From the packers and processors' perspective, because they are not the producers, they are working in the continuum of the food chain. One of the challenges the industry has is how to work more efficiently and more effectively.
I'm very new to the industry. I have been here only five months, and I came from a background that has nothing to do with this sector, so I'm really struck by how integrated the industry is, but how fractured it is at the same time. I'll give you an example. We had a meeting earlier this year, when I first started, with Paul Glover, the head of CFIA. He said that he was happy to meet with us, but that he'd heard from six other trade associations that were essentially saying to him the same thing, but with a very small nuance.
As for what you are asking, what the industry needs to do, broadly speaking, is to be less fractured. You always hear people say that they want to be more integrated, that they need to be more integrated, but that seems to be—certainly to somebody who is quite new to the industry—quite a bit of jargon, frankly. In the industry I represent, for example, while there is consolidation, if you look at the number of trade associations in Ottawa that advocate on an issue, you see that there is a very narrow bandwidth.
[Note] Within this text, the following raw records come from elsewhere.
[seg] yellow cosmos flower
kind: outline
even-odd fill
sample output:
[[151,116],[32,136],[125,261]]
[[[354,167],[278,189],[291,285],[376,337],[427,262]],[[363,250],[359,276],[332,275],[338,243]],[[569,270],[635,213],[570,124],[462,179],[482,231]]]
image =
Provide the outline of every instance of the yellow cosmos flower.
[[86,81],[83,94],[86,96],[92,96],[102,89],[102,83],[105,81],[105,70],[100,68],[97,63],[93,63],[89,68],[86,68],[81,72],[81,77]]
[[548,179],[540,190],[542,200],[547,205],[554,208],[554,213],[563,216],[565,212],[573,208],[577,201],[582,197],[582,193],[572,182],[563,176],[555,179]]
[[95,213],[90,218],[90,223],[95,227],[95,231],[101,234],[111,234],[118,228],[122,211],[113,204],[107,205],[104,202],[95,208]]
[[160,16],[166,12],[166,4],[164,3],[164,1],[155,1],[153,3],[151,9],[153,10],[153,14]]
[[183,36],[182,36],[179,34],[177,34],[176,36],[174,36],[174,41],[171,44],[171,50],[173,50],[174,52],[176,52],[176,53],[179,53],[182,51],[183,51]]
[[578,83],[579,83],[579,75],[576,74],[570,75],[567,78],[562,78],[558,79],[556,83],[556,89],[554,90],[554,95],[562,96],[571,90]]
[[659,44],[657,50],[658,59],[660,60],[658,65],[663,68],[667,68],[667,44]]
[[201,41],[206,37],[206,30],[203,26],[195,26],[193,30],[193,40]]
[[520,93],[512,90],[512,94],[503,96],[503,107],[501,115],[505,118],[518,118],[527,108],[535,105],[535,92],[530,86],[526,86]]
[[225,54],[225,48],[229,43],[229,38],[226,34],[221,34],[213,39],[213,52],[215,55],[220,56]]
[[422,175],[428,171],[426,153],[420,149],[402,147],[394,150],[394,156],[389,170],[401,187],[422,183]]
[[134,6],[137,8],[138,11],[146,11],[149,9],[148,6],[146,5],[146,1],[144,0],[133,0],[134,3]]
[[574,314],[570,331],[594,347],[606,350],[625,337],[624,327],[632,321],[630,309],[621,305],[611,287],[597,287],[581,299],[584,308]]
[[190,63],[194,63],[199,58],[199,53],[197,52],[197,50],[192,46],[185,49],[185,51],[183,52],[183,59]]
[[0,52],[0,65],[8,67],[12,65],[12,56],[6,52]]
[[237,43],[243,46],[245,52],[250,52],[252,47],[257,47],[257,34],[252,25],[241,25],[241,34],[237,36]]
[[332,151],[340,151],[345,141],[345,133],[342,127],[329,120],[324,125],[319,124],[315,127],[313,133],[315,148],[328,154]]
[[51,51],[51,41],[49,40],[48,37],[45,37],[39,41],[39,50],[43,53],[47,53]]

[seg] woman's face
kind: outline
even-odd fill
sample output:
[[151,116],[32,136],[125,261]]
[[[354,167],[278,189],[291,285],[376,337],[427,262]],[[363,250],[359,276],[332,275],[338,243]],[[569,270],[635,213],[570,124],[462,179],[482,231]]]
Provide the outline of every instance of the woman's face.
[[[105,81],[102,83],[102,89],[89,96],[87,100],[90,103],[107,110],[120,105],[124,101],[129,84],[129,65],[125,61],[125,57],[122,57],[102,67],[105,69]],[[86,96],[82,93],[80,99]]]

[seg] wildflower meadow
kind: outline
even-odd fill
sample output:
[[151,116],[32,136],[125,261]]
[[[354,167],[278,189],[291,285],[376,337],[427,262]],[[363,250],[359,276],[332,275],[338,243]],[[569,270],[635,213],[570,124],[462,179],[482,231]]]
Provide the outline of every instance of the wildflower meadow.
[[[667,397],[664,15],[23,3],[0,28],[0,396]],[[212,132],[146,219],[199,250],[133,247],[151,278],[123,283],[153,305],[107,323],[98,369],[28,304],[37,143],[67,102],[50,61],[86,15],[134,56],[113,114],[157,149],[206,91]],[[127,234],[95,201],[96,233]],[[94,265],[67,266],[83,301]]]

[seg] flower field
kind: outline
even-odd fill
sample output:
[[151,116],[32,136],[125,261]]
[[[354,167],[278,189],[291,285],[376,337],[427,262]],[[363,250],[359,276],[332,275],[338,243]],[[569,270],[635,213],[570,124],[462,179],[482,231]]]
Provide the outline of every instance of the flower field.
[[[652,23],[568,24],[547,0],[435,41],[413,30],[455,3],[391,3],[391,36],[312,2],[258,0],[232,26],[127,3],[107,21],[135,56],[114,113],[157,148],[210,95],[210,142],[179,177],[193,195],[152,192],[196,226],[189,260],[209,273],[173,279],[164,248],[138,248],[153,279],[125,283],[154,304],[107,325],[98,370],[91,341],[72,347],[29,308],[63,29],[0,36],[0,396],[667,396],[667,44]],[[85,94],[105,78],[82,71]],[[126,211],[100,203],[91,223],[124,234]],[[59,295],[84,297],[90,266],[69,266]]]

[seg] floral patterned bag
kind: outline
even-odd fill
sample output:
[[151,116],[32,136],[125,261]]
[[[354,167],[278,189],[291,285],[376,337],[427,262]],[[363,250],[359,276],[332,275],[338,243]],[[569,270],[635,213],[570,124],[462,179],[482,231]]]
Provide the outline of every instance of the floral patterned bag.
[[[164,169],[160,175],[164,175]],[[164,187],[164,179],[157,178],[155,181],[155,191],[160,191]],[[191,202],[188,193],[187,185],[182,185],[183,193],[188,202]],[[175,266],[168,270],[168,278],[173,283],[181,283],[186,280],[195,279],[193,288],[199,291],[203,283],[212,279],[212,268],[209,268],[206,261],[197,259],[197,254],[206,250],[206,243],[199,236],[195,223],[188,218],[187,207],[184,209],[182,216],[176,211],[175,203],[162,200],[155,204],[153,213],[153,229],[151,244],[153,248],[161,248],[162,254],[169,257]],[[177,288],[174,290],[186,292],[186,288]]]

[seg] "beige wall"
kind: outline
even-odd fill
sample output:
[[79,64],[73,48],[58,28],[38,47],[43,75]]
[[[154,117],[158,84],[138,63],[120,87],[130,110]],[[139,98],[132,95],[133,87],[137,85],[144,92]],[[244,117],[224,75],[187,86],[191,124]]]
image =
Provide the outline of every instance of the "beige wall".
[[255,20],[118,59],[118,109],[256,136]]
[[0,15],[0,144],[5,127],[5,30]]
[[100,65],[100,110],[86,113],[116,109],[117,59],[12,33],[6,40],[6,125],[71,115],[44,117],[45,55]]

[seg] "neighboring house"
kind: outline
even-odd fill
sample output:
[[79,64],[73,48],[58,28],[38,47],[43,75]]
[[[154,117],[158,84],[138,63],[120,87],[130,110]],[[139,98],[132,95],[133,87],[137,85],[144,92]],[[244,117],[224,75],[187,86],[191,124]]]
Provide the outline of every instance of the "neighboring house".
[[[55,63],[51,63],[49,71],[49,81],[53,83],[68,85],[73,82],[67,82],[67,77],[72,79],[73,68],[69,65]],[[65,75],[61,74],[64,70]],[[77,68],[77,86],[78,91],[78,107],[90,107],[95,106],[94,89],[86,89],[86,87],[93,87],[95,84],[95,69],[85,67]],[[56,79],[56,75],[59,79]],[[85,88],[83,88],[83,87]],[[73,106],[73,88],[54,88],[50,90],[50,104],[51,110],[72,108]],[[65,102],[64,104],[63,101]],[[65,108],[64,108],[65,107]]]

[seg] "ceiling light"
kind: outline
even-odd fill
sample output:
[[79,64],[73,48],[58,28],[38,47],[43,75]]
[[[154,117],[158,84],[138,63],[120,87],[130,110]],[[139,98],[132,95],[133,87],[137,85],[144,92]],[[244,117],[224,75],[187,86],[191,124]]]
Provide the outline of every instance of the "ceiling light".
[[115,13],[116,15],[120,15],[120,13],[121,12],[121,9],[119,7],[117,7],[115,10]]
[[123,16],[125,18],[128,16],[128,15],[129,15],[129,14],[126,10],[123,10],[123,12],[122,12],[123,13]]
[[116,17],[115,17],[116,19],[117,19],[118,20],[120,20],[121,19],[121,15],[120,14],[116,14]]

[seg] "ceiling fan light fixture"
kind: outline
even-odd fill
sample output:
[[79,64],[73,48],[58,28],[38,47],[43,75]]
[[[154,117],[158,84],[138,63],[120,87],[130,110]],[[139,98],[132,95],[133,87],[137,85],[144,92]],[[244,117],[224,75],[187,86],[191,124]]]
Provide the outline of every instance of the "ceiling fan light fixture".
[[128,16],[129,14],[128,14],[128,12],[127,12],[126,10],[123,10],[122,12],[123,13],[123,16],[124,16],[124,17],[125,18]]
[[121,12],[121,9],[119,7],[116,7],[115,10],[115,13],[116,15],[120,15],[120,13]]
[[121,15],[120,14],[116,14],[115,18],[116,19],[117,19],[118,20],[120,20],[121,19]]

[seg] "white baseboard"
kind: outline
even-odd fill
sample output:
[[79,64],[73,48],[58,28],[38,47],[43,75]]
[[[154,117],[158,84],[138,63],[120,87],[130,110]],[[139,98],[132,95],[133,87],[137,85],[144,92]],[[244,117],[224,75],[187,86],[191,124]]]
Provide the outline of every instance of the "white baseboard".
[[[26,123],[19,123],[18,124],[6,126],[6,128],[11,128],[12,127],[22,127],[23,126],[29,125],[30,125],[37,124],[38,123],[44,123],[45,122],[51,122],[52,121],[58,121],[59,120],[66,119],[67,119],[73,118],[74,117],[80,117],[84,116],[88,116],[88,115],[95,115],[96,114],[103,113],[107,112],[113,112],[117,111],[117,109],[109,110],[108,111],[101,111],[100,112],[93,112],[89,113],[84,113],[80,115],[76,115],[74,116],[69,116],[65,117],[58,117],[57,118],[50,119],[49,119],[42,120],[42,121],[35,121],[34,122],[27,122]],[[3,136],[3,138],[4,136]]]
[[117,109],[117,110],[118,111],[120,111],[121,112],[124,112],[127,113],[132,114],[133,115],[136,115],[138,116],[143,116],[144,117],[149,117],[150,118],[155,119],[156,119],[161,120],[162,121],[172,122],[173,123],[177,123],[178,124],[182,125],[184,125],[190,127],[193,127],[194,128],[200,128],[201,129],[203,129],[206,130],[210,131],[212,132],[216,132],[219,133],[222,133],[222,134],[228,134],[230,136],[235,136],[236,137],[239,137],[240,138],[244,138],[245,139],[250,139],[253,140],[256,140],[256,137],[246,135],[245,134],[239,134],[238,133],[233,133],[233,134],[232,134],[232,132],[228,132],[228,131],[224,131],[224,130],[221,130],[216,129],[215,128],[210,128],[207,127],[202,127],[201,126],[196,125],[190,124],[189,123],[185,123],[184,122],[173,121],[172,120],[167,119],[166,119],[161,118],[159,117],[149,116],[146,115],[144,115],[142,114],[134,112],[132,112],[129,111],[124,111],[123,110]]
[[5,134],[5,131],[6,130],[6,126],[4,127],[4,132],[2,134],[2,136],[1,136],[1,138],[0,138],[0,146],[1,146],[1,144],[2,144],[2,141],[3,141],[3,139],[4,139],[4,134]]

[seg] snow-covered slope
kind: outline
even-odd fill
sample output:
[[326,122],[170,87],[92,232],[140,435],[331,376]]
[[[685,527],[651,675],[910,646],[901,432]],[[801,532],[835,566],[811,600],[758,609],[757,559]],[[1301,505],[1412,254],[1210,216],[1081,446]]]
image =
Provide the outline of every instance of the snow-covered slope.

If you ever got together and did what the Americans did when they formulated the North American Meat Institute, it would be far more effective, with far more clout and far more precision that it can give to decision-makers to say, “This is where the industry is really going, and this is what we need from government”—as opposed to your hearing a bit from us, and a bit from Ron, Dennis, and all the other witnesses you've had. It's a real challenge.
What would be very beneficial is if government, particularly Ag Canada, could give more precision, as opposed to these really broad thematic approaches, to narrow down the scope and make sure there is a very clear economic element to it, and not to diminish the economic importance of what we are trying to do from an export perspective as well.